Thursday, July 12, 2007

The perverse incentive of Kyoto's carbon credits

There is a lot of money flowing around in the carbon credits / carbon offsets industry, what with so many guilt-ridden environmentalists and PR-sensitive corporations funding massive tree-plantings and other projects around the world. At least one nation's leader has noticed that in order for his country to get a piece of the action, it might first have to engage in behavior that is supposedly offensive to those who are driving the credit/offset industry in the first place.

AFP reports in this July 12 dispatch:
Guyana's President Bharrat Jagdeo on Thursday criticized the Kyoto Protocol on climate change for failing to allow countries like his nation with pristine unharvested forests to earn carbon credits.

"The Kyoto Protocol is limited in that sense, and it's short-sighted in that it encourages bad behaviour basically among countries; if you cut down trees and you plant them back you get money, if you preserve them, you don't get anything," Jagdeo told a forum on agro-energy.

The Guyanese leader noted that Guyana would reap "miniscule" assistance under the Clean Development Mechanism of the Kyoto Protocol when the South American country begins large-scale production of ethanol and other types of agro-based energy.

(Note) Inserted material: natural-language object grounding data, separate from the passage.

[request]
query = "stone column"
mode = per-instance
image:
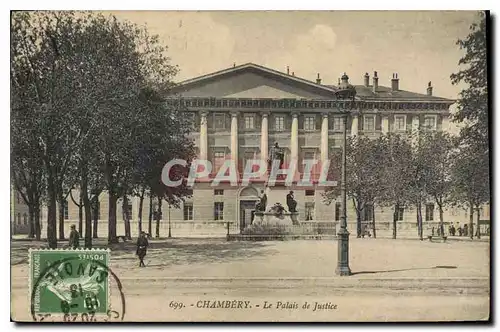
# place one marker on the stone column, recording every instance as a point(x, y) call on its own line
point(415, 126)
point(294, 137)
point(264, 139)
point(324, 137)
point(354, 125)
point(234, 138)
point(385, 124)
point(203, 136)
point(445, 125)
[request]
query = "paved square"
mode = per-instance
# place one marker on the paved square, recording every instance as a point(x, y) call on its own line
point(393, 280)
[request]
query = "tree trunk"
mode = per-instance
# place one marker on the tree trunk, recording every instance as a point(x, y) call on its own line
point(38, 230)
point(358, 217)
point(441, 219)
point(112, 219)
point(95, 216)
point(126, 219)
point(80, 215)
point(419, 221)
point(51, 212)
point(150, 230)
point(141, 203)
point(471, 221)
point(395, 221)
point(85, 201)
point(61, 217)
point(478, 231)
point(158, 217)
point(31, 212)
point(373, 222)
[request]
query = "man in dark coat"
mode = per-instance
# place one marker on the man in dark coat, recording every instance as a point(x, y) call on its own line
point(142, 247)
point(74, 238)
point(291, 202)
point(263, 201)
point(275, 153)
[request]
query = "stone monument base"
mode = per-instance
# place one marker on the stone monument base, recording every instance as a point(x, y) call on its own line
point(270, 218)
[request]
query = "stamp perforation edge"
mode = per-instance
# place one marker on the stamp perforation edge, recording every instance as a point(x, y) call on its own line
point(31, 251)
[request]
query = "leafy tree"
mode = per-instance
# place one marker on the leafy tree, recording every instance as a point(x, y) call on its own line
point(471, 168)
point(469, 175)
point(396, 175)
point(363, 173)
point(437, 149)
point(42, 63)
point(472, 106)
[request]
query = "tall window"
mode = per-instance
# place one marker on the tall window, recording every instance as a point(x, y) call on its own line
point(338, 123)
point(337, 211)
point(279, 124)
point(188, 211)
point(399, 122)
point(430, 122)
point(219, 158)
point(249, 122)
point(129, 211)
point(190, 118)
point(429, 212)
point(309, 211)
point(65, 210)
point(368, 213)
point(309, 123)
point(218, 211)
point(219, 121)
point(369, 123)
point(98, 209)
point(400, 214)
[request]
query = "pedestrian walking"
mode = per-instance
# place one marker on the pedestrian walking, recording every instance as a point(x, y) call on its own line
point(142, 248)
point(74, 238)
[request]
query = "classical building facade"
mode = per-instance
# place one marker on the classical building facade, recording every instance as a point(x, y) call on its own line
point(240, 112)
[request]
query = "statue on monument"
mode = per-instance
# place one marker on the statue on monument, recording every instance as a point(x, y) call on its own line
point(275, 153)
point(291, 202)
point(261, 205)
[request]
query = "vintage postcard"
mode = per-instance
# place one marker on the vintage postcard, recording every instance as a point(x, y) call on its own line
point(250, 166)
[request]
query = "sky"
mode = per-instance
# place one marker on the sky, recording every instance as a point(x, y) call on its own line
point(418, 45)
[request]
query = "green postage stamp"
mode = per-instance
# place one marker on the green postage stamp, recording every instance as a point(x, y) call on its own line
point(66, 281)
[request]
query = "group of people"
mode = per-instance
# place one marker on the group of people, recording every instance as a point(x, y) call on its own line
point(452, 231)
point(142, 244)
point(290, 202)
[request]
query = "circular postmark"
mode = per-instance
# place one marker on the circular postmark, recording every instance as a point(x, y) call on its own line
point(75, 288)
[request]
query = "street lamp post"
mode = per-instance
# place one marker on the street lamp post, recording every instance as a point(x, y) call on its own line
point(169, 226)
point(343, 235)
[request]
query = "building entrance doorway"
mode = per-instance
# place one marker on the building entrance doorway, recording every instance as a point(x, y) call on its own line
point(247, 211)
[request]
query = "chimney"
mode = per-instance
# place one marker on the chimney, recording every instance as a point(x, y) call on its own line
point(375, 81)
point(395, 82)
point(318, 80)
point(429, 89)
point(367, 79)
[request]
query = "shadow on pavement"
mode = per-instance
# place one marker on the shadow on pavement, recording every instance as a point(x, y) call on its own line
point(187, 251)
point(401, 270)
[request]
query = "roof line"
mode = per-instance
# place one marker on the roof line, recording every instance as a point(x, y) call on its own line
point(253, 65)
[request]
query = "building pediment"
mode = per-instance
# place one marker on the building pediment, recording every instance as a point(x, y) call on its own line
point(253, 81)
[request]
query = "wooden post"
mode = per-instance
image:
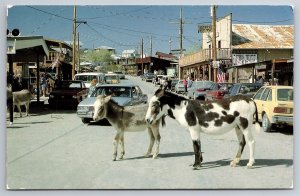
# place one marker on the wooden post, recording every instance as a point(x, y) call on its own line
point(10, 75)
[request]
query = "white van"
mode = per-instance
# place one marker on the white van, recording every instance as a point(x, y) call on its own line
point(89, 76)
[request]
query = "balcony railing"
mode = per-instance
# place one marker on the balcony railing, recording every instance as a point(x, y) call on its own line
point(204, 55)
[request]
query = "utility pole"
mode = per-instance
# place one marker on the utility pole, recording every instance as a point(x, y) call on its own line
point(181, 22)
point(142, 52)
point(150, 45)
point(78, 45)
point(214, 45)
point(74, 40)
point(170, 45)
point(74, 43)
point(180, 31)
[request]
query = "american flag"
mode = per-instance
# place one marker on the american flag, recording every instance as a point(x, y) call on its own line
point(220, 76)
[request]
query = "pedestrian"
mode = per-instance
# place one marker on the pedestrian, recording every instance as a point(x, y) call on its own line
point(43, 84)
point(190, 82)
point(57, 82)
point(185, 83)
point(92, 87)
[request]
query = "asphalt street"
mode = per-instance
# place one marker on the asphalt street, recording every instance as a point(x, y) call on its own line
point(53, 149)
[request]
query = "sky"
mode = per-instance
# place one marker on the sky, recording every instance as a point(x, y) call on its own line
point(124, 26)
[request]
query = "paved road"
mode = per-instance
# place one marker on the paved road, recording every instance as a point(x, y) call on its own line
point(54, 150)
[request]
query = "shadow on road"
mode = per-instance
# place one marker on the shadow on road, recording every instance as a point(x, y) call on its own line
point(166, 155)
point(259, 163)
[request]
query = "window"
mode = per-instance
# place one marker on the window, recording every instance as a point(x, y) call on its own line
point(285, 95)
point(258, 94)
point(265, 94)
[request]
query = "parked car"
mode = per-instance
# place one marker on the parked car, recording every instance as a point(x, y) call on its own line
point(123, 94)
point(68, 93)
point(158, 79)
point(179, 87)
point(148, 77)
point(275, 106)
point(87, 77)
point(217, 91)
point(112, 78)
point(173, 84)
point(121, 74)
point(247, 89)
point(198, 89)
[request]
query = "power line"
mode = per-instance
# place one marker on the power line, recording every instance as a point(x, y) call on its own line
point(117, 14)
point(49, 13)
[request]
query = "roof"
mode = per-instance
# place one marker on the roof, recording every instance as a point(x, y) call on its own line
point(247, 36)
point(25, 42)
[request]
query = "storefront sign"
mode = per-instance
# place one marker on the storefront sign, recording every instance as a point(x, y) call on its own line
point(242, 59)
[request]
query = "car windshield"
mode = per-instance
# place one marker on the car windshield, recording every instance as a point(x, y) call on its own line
point(112, 77)
point(115, 91)
point(285, 95)
point(85, 78)
point(203, 84)
point(70, 85)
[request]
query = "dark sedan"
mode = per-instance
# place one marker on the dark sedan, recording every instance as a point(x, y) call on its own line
point(124, 95)
point(68, 94)
point(247, 89)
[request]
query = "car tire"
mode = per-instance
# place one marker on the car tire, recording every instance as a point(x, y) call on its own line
point(266, 125)
point(86, 120)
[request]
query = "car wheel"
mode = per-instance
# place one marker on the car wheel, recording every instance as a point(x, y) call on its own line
point(266, 125)
point(86, 120)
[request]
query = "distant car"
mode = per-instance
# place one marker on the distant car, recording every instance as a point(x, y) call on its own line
point(121, 74)
point(68, 93)
point(198, 89)
point(275, 106)
point(148, 77)
point(217, 91)
point(247, 89)
point(124, 95)
point(112, 78)
point(179, 87)
point(87, 77)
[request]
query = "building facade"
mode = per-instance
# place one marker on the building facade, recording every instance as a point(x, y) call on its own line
point(244, 51)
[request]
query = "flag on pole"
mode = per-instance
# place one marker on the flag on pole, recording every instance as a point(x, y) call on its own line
point(220, 76)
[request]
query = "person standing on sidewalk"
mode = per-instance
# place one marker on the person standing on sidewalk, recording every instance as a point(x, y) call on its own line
point(185, 85)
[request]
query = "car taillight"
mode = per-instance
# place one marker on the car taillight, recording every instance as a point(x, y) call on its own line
point(200, 90)
point(283, 110)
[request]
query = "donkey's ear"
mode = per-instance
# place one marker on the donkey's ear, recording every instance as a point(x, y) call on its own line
point(160, 92)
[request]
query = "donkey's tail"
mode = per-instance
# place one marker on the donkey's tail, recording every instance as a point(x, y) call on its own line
point(163, 121)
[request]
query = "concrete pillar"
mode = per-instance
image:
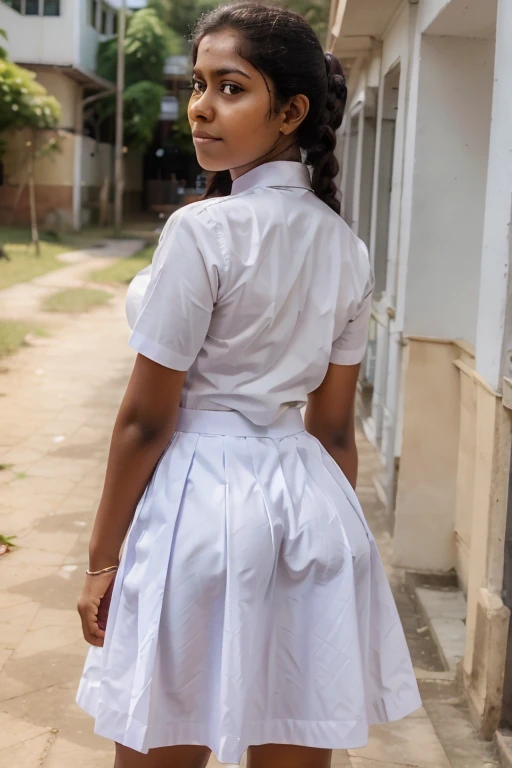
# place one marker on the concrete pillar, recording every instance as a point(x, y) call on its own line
point(496, 244)
point(487, 621)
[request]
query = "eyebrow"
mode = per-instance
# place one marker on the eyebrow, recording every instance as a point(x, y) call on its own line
point(229, 71)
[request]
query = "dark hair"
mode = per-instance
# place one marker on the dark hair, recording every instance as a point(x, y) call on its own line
point(281, 45)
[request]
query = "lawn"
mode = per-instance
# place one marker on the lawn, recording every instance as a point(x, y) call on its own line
point(24, 264)
point(124, 270)
point(13, 334)
point(76, 300)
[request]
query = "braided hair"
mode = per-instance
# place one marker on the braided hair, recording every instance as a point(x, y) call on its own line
point(282, 46)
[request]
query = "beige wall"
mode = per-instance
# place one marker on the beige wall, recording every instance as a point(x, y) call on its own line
point(426, 495)
point(466, 464)
point(66, 91)
point(57, 169)
point(487, 621)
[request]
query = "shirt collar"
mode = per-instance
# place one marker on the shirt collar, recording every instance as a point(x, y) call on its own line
point(281, 173)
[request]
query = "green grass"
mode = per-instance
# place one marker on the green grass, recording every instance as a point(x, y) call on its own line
point(124, 270)
point(76, 300)
point(13, 334)
point(24, 264)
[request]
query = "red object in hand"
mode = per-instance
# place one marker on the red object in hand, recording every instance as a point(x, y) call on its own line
point(104, 606)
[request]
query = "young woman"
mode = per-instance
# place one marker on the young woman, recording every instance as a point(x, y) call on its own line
point(250, 607)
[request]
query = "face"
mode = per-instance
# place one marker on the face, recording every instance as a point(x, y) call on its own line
point(232, 111)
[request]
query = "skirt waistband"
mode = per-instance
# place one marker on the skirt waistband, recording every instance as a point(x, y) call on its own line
point(234, 424)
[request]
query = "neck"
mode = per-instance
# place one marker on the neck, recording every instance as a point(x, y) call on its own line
point(290, 152)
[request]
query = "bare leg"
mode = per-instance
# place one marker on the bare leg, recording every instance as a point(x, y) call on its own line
point(286, 756)
point(164, 757)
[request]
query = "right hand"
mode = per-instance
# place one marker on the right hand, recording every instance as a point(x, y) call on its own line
point(88, 605)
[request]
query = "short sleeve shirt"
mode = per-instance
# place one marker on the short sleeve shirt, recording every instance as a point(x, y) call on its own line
point(254, 295)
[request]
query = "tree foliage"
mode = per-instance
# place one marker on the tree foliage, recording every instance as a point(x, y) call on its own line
point(147, 44)
point(24, 103)
point(181, 15)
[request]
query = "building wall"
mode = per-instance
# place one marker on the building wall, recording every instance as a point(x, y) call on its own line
point(39, 39)
point(53, 177)
point(66, 91)
point(68, 39)
point(452, 149)
point(426, 498)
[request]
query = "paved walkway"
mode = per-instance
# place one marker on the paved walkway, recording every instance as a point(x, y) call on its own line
point(58, 400)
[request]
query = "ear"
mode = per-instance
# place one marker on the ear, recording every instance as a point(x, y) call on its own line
point(294, 114)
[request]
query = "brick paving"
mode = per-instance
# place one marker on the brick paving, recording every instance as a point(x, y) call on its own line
point(58, 401)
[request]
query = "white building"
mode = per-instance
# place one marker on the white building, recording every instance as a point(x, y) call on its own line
point(427, 183)
point(58, 40)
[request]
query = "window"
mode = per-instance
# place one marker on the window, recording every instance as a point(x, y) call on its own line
point(14, 4)
point(51, 8)
point(35, 7)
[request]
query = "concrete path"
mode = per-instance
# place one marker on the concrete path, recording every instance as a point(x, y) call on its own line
point(58, 400)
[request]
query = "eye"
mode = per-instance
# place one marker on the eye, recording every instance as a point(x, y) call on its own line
point(229, 89)
point(197, 87)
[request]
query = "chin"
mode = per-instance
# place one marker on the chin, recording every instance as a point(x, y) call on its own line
point(210, 164)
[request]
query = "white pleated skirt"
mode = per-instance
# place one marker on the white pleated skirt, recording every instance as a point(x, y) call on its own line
point(250, 606)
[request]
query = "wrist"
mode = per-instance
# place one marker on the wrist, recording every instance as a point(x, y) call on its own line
point(99, 559)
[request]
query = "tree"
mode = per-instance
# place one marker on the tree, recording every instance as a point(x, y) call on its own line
point(147, 44)
point(181, 15)
point(26, 105)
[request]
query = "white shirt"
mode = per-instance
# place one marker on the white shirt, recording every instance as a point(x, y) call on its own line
point(254, 294)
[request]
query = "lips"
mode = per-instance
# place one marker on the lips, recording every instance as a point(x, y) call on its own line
point(202, 137)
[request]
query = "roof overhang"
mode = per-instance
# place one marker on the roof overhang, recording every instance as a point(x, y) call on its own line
point(89, 80)
point(356, 25)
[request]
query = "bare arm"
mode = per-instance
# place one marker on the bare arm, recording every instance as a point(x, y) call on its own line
point(145, 423)
point(330, 417)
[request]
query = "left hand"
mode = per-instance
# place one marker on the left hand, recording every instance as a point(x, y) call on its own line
point(88, 604)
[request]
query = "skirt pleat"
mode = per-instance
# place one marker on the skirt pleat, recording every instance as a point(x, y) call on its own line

He said Guyana has decided to get into the production of bio-fuels such as ethanol and biodiesel. But "assistance is miniscule through the Clean Development Mechanism as compared to the carbon credits we could get from standing forests," said Jagdeo, a Russian-trained economist.

So, if Guyana decided to clear-cut some of its forests, it would qualify for Kyoto's carbon credit program to fund the replant.

The environmental left's push for biofuels is leading to the clear-cutting of Amazon forests, and their beloved Kyoto Protocol may lead to the destruction of even more.